Dana Walden and Gary Newman, the longtime CEOs of the 20th Century Fox studio, last year were named co-chairs of the Fox Television Group that includes the studio and network. They took over a broadcaster that's No. 4 in the ratings and has fading shows, including one-time powerhouse “American Idol.”

“It’s going to be an uphill battle” that must include hiring the best talent, Newman told a Television Critics Association meeting Saturday.

One of the first steps was luring back Ryan Murphy, the creator of Fox’s outgoing series “Glee” who in recent years has focused on cable TV series including “American Horror Story,” he said.

Murphy’s contribution will be “Scream Queens,” a comic horror anthology with an ensemble cast including Jamie Lee Curtis, Lea Michele of “Glee,” Joe Manganiello, Abigail Breslin and Keke Palmer.

Fox has been meeting with another producer known for showmanship, Simon Cowell, said Walden and Newman, but provided no details about what's under discussion.

Cowell, the music executive, former “American Idol” judge and producer of series including NBC’s “America’s Got Talent” and “The X Factor,” which lasted just three seasons on Fox, is a “talent magnet,” Newman said.

Drama series “Empire,” about a family struggling for control of a music business, exemplifies the kind of series that Fox needs, Walden said, announcing that it's been renewed for a sophomore season just two weeks after its debut.

“Fox has for a long time had a reputation for big, bold shows that break out but feel broad and appealing,” she said. “I would hope ultimately that the network is recognized for great showmanship. I think that’s what we've seen with ‘Empire’” at this early point.
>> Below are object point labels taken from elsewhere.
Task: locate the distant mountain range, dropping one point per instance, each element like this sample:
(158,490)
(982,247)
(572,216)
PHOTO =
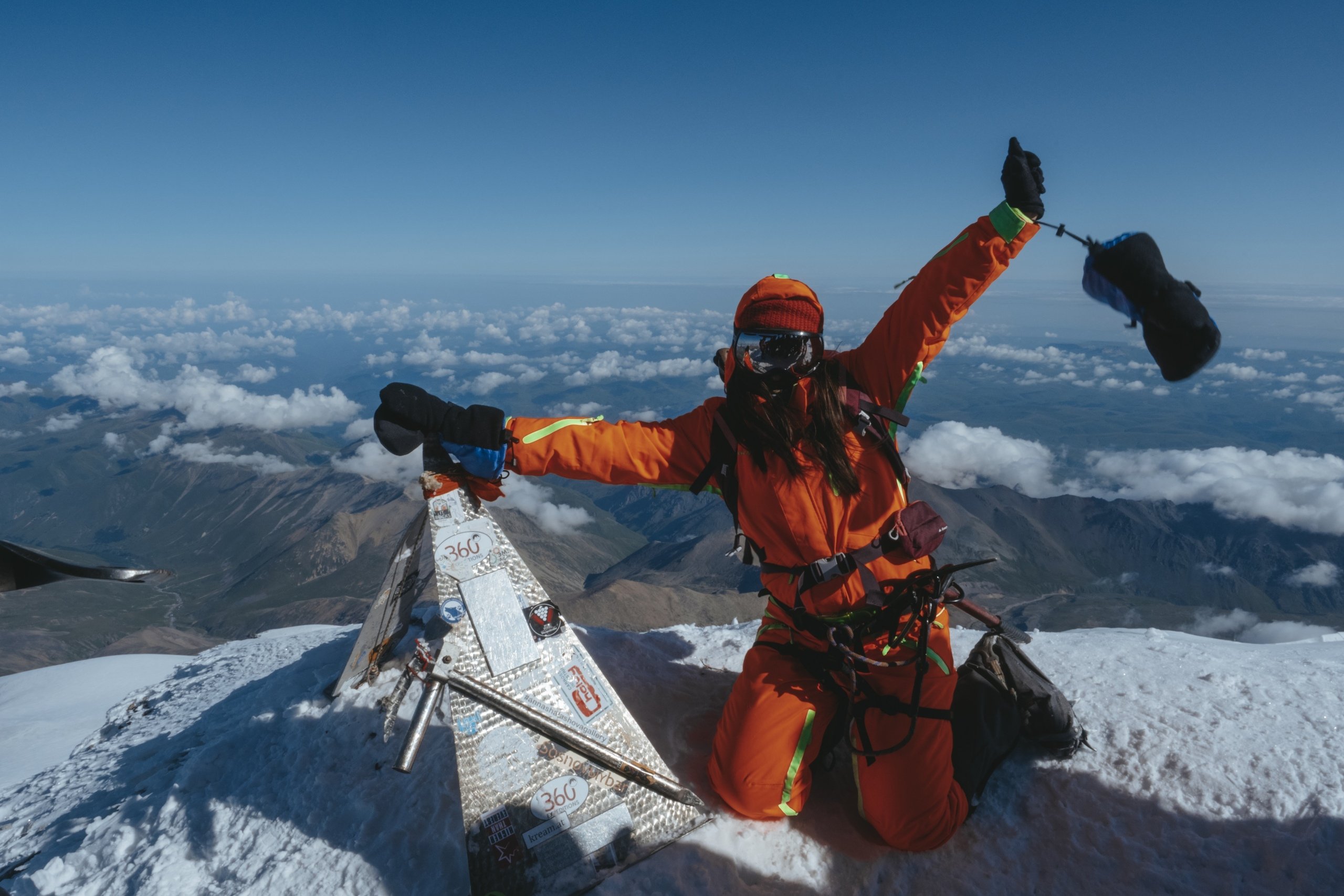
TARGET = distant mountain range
(257,551)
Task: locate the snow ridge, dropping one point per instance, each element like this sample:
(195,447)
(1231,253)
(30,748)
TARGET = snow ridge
(1217,770)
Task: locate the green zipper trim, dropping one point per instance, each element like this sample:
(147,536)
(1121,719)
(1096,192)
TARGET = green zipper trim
(929,652)
(916,376)
(560,425)
(952,245)
(1009,222)
(713,489)
(792,777)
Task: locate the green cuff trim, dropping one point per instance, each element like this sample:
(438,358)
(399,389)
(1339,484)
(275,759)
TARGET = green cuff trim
(952,245)
(560,425)
(792,777)
(916,378)
(1009,220)
(711,489)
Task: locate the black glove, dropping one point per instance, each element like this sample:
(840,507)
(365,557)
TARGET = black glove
(409,413)
(1023,181)
(1129,275)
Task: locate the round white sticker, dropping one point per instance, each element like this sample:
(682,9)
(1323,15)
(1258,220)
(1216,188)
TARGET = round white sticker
(560,796)
(460,551)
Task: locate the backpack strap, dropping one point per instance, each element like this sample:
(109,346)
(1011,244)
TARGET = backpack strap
(722,468)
The Batman prequel “Gotham,” another freshman series, and sophomore comedy “Brooklyn Nine-Nine” also have been renewed, the executives announced. They also filled in two casting blanks for the 2016 TV version of the movie musical “Grease,” with Julianne Hough playing Sandy and Vanessa Hudgens as Rizzo.

The broadcast will be live, following in the footsteps of NBC’s hit “The Sound of Music” and less successful “Peter Pan.”

Walden and Newman also reflected on what they've gained by taking over the network.

“(We’re) glad to have the chance to meaningfully control our own destiny,” Walden said, with control over the scheduling and marketing of the shows they make for Fox (like other studios, it also produces series for other networks.)

The Fox Television Group is “really working,” Walden said.

So is the 15-year professional relationship she and Newman have, even with the added responsibilities. She gave a peek into how closely they work together: Her husband is used to falling asleep as she and Newman hold nighttime meetings on the phone.